The Kenya Electricity Generating Company (KenGen) has announced plans to raise Sh30 billion through a 20-year bond.
The money, according to a statement from KenGen will be used to finance geothermal power production.
“We shall use this capital to build power plants and use the revenue from the sale of power to pay those who have invested in us,” said outgoing KenGen managing director Eddy Njoroge.
This initiative will be the second time in under five years that the majority State-owned electricity generator will be turning to the bond market for capital.
In 2010, KenGen issued a 10-year public infrastructure bond where it raised Sh25 billion.

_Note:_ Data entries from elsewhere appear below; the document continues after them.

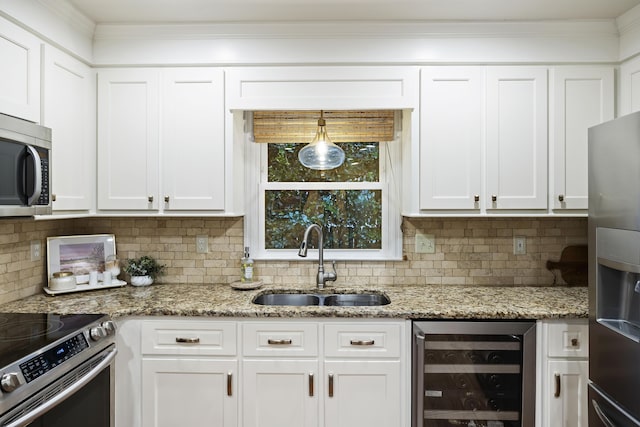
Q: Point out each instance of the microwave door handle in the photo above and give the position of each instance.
(31, 199)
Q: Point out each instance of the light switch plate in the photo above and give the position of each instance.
(35, 250)
(519, 245)
(425, 243)
(202, 244)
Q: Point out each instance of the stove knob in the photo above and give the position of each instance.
(109, 327)
(9, 382)
(97, 333)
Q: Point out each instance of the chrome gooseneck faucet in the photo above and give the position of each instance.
(321, 277)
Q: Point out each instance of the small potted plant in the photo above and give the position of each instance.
(143, 270)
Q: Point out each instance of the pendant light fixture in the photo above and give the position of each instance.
(321, 153)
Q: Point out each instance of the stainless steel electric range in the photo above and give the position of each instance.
(56, 370)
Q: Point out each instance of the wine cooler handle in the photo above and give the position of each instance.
(418, 380)
(556, 393)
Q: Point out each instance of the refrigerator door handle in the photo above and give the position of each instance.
(603, 417)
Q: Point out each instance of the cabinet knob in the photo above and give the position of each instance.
(330, 385)
(556, 392)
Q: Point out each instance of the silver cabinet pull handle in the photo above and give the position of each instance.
(285, 341)
(187, 340)
(330, 385)
(603, 417)
(362, 342)
(557, 391)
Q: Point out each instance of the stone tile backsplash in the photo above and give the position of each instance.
(469, 251)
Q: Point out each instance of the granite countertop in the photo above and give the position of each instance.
(407, 302)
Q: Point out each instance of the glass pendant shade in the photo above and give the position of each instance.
(321, 153)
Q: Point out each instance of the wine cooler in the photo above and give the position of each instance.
(473, 374)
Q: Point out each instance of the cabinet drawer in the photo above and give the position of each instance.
(189, 337)
(370, 340)
(568, 339)
(280, 339)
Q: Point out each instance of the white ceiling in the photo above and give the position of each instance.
(180, 11)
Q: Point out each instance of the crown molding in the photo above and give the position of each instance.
(69, 14)
(358, 30)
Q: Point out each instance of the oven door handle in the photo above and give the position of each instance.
(61, 397)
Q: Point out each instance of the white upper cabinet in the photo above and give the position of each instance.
(516, 138)
(128, 126)
(483, 139)
(192, 139)
(20, 72)
(581, 97)
(451, 137)
(161, 143)
(328, 88)
(630, 86)
(69, 110)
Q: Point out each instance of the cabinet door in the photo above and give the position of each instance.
(193, 155)
(128, 139)
(362, 394)
(630, 86)
(69, 109)
(582, 97)
(280, 393)
(189, 392)
(516, 138)
(451, 133)
(20, 72)
(567, 400)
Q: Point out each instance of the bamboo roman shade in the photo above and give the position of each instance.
(342, 126)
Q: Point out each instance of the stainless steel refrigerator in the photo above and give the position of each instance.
(614, 273)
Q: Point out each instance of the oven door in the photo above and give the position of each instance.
(83, 397)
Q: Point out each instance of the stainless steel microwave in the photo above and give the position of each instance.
(25, 168)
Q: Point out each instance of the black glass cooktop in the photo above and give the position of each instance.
(22, 334)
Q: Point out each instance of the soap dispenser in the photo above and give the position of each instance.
(246, 266)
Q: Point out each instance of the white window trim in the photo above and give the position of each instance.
(255, 185)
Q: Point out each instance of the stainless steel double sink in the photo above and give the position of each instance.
(318, 299)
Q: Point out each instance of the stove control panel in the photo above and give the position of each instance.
(39, 365)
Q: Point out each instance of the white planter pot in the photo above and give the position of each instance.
(141, 280)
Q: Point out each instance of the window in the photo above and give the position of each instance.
(352, 203)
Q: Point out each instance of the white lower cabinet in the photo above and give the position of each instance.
(564, 350)
(362, 393)
(188, 392)
(280, 393)
(268, 373)
(324, 373)
(189, 373)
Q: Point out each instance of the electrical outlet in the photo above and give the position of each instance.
(202, 244)
(35, 250)
(425, 243)
(519, 245)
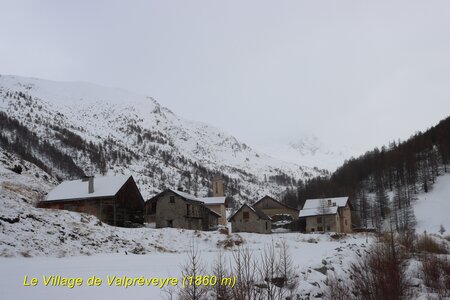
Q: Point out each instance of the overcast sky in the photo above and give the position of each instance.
(354, 73)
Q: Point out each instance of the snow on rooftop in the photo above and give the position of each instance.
(213, 200)
(318, 211)
(76, 189)
(186, 195)
(316, 203)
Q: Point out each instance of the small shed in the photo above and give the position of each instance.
(250, 219)
(115, 200)
(218, 205)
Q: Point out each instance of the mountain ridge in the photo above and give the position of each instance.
(109, 130)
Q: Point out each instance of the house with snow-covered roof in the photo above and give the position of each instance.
(250, 219)
(327, 214)
(276, 209)
(178, 209)
(115, 200)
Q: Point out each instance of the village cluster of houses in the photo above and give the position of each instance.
(116, 200)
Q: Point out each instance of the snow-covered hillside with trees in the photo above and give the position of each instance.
(432, 210)
(69, 129)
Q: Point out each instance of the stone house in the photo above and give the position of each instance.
(250, 219)
(115, 200)
(274, 208)
(327, 214)
(218, 205)
(178, 209)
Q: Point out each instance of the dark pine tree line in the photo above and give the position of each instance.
(402, 169)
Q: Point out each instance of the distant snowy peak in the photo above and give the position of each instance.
(309, 145)
(307, 150)
(111, 131)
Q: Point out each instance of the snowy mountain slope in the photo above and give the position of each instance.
(307, 150)
(107, 130)
(38, 242)
(432, 209)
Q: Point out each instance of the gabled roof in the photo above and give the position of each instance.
(206, 200)
(315, 203)
(106, 186)
(313, 207)
(213, 212)
(186, 195)
(257, 211)
(318, 212)
(213, 200)
(275, 200)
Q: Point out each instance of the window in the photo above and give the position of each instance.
(188, 209)
(153, 208)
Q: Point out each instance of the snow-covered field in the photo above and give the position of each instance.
(40, 242)
(433, 209)
(309, 252)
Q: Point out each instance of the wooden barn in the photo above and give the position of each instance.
(115, 200)
(328, 214)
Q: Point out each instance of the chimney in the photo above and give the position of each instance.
(91, 184)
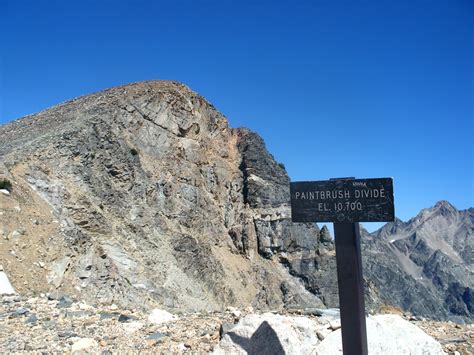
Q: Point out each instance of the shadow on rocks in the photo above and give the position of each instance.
(264, 341)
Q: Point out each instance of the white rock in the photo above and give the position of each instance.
(323, 333)
(132, 327)
(158, 316)
(6, 287)
(84, 306)
(387, 334)
(335, 324)
(84, 344)
(271, 333)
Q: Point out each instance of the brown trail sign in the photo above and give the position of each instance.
(346, 202)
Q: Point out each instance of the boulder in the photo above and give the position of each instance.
(387, 334)
(6, 287)
(158, 316)
(276, 334)
(271, 334)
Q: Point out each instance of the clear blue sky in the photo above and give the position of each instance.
(336, 88)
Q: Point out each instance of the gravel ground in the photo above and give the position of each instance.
(60, 325)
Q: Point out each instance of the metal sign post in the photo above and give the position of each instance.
(345, 202)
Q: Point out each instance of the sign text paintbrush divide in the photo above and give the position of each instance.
(363, 200)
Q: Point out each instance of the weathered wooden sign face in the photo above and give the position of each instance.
(342, 200)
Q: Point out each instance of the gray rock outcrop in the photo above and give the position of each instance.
(145, 197)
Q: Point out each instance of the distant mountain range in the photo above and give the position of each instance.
(425, 265)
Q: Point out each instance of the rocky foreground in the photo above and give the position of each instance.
(52, 324)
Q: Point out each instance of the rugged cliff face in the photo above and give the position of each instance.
(143, 195)
(426, 264)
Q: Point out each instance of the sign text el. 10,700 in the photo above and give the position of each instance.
(343, 200)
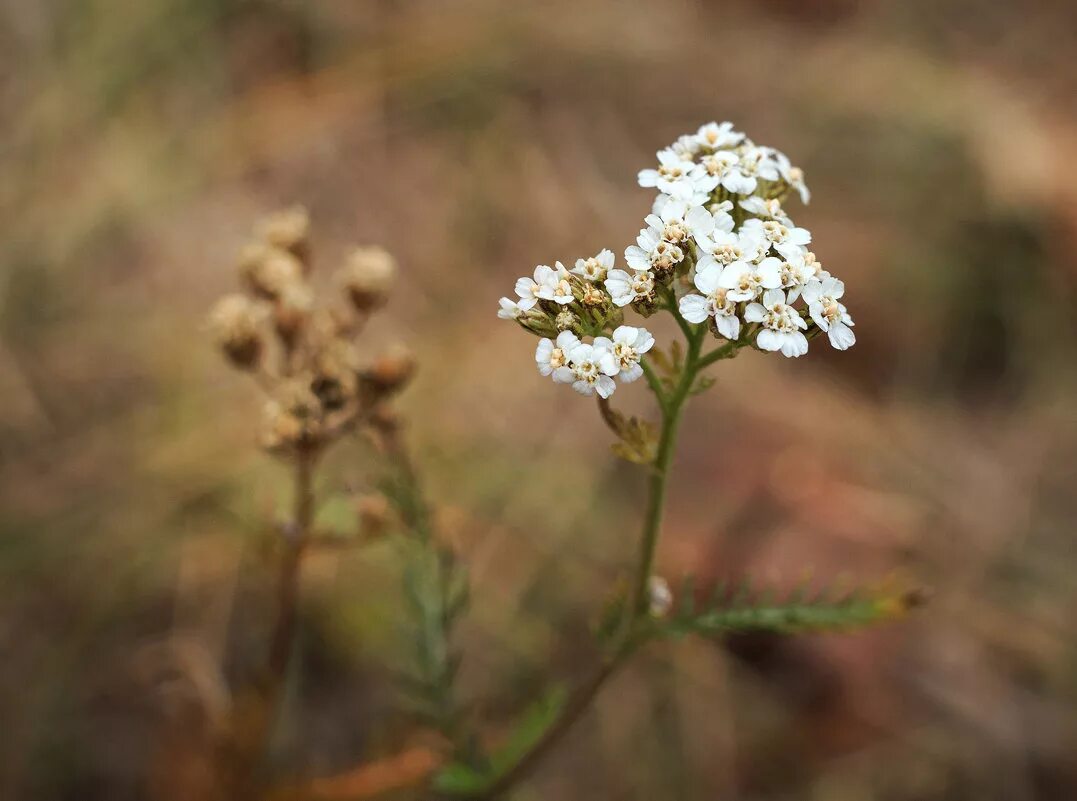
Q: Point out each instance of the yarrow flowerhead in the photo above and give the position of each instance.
(718, 249)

The company’s total installed capacity is 1,232 megawatts currently. It plans to raise this to 1,750 megawatts by 2015 and increase the same to 3,000 megawatts by 2018 with bias to geothermal production.
In the next five years, Mr Njoroge said that the company will need about USD5 billion (Sh437.4 trillion) to generate electricity in order to meet rapidly growing demand.
KenGen intends to finance repayments of the planned bond through revenue generated from the sale of geothermal power.
According to the company, the funds raised in 2010 were partly used to upgrade the firm’s hydro power stations to boost their capacity and efficiency while the rest was pumped in setting up of the 280 megawatt geothermal plant at Olkaria.
The project is billed to be the single largest geothermal power plant in Africa and is scheduled for completion by 2016.
KenGen generates geothermal electricity from steam that is drilled at the geothermal fields by Geothermal Development Company, a state corporation which was established to drill geothermal steam as part of the government’s efforts to partly shoulder the risks associated with drilling.